The museum offers 7,000 square feet of permanent galleries showcasing the rich heritage of the Gig Harbor Peninsula and its connections to the world. Unique artifacts, video kiosks, interactive exhibits, and a small theater bring Peninsula history to life in our permanent galleries. Go to Maritime Gallery or Midway Schoolhouse.
Living on the Land
The Harbor History Museum stands on the ancestral homelands of the sxwəbabš, or "Swift Water People," a band of the Puyallup Tribe. We are honored to share stewardship of this place that has seen much change over time. Native houses once stood here, at the estuary of Donkey Creek, and in more recent generations it was the site of Austin Mill, Peninsula Light Company, and a garden center. In 2010, the Gig Harbor Peninsula Historical Society opened the Harbor History Museum—its permanent home—creating a museum for all.
The Museum's collection features artifacts, ephemera, images, maps, oral histories, and periodicals that document the stories of the "Great Peninsula," from the Narrows Bridge to the Kitsap County line.
Mapping a "New" World
Currently on view in front of the museum is the US Survey Gig Porpoise. Gig Harbor got its present-day name from the survey vessels like this used by the Wilkes American Exploring Expedition when they mapped the shoreline of Puget Sound in 1841. The harbor mouth was just wide enough for the survey crew's rowing gig, so that's how they notated it on their chart: "GigHarbor." Our permanent gallery features that first map showing the name we know today. But the Puyallup and Nisqually people had known this place and its abundance of shellfish and salmon long before.
Immigrant Fishers and Farmers
The mid 1800s brought a flood of European and Scandinavian immigrants to the Pacific Northwest. Among them were sailors and adventurers who decided to make Gig Harbor their home. Samuel Jerisich and his wife Anna (of the Penelakut Tribe) made the harbor their home, leading the way for others who saw abundant resources for the harvesting in the sea, forest, and earth.

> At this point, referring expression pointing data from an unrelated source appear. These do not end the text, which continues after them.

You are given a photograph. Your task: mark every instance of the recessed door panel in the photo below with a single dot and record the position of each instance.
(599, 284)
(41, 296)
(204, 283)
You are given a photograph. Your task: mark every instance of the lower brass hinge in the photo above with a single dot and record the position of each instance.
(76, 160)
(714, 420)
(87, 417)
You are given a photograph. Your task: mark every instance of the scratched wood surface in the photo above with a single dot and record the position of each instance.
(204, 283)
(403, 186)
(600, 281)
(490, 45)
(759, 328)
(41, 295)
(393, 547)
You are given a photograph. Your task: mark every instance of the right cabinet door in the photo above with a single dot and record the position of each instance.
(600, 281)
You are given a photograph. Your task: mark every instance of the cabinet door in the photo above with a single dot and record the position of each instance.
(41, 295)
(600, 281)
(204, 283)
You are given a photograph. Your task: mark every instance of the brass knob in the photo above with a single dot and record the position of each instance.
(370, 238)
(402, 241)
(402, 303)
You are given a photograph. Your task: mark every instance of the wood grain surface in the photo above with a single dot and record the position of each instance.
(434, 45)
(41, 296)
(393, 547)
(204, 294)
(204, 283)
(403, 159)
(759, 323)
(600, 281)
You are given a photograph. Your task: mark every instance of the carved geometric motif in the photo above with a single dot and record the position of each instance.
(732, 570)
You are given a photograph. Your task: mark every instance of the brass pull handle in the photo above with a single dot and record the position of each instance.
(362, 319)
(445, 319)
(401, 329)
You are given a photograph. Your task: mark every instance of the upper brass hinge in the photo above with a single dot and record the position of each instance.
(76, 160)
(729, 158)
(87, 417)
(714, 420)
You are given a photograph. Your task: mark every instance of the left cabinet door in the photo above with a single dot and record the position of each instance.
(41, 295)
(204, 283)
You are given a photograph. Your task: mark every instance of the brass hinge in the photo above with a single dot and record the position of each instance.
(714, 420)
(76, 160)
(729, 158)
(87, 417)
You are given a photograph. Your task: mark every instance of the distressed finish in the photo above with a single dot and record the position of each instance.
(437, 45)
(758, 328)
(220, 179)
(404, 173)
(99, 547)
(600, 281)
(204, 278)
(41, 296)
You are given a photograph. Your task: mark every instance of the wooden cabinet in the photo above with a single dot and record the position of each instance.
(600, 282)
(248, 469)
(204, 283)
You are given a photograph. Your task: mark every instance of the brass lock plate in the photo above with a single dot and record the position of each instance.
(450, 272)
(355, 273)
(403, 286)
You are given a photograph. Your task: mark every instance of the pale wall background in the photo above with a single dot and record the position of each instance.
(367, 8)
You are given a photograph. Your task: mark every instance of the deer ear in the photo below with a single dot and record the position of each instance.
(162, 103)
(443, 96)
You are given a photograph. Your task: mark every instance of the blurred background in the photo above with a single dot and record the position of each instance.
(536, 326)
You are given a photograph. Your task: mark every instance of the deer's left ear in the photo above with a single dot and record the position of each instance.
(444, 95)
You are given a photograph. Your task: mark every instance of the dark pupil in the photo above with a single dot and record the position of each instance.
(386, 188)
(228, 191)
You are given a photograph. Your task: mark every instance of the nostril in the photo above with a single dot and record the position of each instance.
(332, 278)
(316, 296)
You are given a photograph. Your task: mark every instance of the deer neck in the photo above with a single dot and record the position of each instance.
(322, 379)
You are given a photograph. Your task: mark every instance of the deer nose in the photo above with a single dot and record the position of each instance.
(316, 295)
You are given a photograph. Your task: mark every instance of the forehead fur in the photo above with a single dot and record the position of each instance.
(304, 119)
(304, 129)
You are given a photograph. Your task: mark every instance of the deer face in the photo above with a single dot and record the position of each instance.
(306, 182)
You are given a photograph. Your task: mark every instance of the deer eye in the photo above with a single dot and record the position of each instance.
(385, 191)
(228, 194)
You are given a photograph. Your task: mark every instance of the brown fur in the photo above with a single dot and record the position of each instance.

The Museum's permanent exhibit features the stories of these adventurers through images, traditional costumes, and everyday objects.
Innovations in Transportation
From ferries to bridges, the greater Gig Harbor area is home to them all. Where once ferries and small craft carried passengers and cars across the waters, 20th Century bridges now span the waterways. Fans of the Narrows Bridge and the story its untimely demise, will be fascinated by the artifacts, images, and film footage found at the museum.